Tired of manually sifting through hours of audio to find key insights? This guide teaches you to build an AI-powered chatbot that transforms recordings – meetings, podcasts, interviews—into interactive conversations. Using AssemblyAI for precise transcription with speaker labels, Qdrant for fast data storage, and DeepSeek-R1 via SambaNova Cloud for smart responses, you’ll create a RAG tool that answers questions like “What did [Speaker] say?” or “Summarize this segment.” Let’s turn your audio into a searchable, AI-driven dialogue by building a RAG system with AssemblyAI, Qdrant, and DeepSeek-R1.
Learning Objectives
- Leverage AssemblyAI API to transcribe audio files with speaker diarization, converting conversations into structured text data for analysis.
- Deploy Qdrant Vector Database to store and efficiently retrieve embeddings of transcribed audio content using HuggingFace models.
- Implement RAG with DeepSeek R1 model via SambaNova Cloud to generate context-aware chatbot responses.
- Build a Streamlit Web Interface for users to upload audio files, visualize transcripts, and interact with the chatbot in real time.
- Integrate End-to-End Workflow combining audio processing, vector storage, and AI-driven response generation to create a scalable audio-based chat application.
This article was published as a part of the Data Science Blogathon.
What is AssemblyAI?
AssemblyAI is your go-to tool for turning audio into actionable insights.

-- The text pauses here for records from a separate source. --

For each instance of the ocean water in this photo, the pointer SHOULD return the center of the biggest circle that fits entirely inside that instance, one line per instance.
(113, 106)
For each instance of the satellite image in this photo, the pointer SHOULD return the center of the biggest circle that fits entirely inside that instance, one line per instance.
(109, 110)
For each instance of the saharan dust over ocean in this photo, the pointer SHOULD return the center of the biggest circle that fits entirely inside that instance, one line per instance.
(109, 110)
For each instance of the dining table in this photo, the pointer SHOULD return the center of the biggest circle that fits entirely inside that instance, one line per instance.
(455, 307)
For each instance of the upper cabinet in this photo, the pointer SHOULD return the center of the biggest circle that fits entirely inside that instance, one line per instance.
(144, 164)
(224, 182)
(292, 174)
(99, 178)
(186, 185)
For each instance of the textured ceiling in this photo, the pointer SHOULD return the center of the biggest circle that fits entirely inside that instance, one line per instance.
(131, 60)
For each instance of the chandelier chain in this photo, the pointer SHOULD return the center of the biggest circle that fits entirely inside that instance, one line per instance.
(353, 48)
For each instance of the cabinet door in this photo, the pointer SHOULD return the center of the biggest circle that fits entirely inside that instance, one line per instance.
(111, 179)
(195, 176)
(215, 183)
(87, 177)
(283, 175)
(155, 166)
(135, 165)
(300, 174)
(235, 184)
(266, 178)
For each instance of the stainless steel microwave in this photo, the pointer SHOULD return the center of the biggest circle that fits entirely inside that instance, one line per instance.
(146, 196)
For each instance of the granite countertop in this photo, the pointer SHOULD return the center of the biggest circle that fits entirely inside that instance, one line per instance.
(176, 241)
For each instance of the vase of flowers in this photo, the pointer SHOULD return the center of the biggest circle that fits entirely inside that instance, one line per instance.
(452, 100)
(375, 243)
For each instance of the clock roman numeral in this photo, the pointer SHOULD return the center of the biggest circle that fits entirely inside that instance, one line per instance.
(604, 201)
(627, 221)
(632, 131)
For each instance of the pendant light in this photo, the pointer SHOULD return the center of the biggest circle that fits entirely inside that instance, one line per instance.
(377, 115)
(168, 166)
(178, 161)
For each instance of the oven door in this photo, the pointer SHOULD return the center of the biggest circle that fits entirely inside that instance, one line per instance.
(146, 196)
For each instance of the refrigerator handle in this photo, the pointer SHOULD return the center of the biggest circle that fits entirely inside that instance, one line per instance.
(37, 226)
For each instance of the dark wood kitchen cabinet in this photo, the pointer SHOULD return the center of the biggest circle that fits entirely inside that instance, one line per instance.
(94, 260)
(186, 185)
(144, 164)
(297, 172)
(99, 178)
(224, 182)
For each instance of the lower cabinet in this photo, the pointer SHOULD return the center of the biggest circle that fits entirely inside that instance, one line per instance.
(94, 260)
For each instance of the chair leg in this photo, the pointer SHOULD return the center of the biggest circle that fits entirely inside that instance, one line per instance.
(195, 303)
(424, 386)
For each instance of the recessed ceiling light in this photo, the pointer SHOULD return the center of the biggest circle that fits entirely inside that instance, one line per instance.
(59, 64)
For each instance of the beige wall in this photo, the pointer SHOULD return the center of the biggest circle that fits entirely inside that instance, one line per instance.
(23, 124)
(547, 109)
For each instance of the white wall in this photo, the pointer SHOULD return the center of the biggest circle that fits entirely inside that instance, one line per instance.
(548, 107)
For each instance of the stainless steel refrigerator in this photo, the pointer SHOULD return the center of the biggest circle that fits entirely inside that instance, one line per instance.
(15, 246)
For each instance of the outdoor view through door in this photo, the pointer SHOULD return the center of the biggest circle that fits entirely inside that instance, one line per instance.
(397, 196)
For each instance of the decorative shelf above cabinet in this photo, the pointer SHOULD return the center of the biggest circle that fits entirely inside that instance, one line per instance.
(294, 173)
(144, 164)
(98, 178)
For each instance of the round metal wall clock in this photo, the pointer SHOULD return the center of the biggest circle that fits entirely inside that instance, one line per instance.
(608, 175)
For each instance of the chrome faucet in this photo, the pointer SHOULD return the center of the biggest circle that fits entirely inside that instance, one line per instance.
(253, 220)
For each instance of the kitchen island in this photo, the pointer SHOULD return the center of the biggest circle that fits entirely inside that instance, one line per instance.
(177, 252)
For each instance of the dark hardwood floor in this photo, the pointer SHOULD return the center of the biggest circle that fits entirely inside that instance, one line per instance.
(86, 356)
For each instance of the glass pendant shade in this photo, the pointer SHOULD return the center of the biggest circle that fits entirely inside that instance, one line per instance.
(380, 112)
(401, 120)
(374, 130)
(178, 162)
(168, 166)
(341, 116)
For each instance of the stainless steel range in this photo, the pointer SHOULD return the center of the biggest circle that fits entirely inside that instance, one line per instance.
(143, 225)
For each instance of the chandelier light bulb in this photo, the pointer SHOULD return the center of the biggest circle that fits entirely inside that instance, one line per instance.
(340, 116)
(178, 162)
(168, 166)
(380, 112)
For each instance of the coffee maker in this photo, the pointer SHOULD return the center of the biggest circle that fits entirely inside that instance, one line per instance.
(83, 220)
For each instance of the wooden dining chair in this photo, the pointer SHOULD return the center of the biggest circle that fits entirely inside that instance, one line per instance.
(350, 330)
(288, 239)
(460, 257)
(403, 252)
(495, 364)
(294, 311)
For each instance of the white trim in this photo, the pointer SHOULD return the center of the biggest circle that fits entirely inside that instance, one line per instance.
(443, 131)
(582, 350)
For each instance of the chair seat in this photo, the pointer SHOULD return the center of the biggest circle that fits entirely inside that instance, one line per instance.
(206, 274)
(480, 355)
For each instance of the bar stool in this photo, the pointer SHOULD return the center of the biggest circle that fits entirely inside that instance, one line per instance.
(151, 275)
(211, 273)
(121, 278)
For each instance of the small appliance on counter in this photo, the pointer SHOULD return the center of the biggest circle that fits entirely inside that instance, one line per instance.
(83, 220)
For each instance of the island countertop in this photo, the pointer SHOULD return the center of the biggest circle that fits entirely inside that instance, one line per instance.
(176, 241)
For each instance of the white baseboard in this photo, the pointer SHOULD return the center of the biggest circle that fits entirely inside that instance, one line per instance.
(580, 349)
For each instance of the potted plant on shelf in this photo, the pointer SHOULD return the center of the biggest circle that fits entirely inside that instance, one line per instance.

Whether you’re transcribing podcasts, analyzing customer calls, or captioning videos, its AI-powered speech-to-text engine delivers pinpoint accuracy, even with accents or background noise.

What is SambaNova Cloud?
Imagine running massive open-source models like DeepSeek-R1 (671B) up to 10x faster — and without the usual infrastructure headaches.

Instead of relying on GPUs, SambaNova UsesRDUs (Reconfigurable Dataflow Units), which unlock faster performance with:
- Massive in-memory storage — no constant reloading of models
- Efficient dataflow design — optimized for high-throughput tasks
- Instant model switching — switch between models in microseconds
- Run DeepSeek-R1 instantly — no complicated setup required
- Train and fine-tune on the same platform — all in one place
What is Qdrant?
Qdrant is a lightning-fast vector database built to supercharge AI applications, think of it as a search engine that finds needles in haystacks. Whether you’re building a recommendation system, image search tool, or chatbot, Qdrant specializes in similarity searches, quickly pinpointing the closest matches for complex data like text embeddings or visual features.

What is DeepSeek-R1?
Deepseek-R1 is a game-changing language model that blends human-like adaptability with cutting-edge AI, making it a standout in natural language processing. Whether you’re crafting content, translating languages, debugging code, or summarizing complex reports, R1 excels at understanding context, tone, and intent, delivering responses that feel intuitive rather than robotic. By prioritizing empathy and precision, Deepseek-R1 isn’t just a tool; it’s a glimpse into a future where AI communicates as naturally as we do.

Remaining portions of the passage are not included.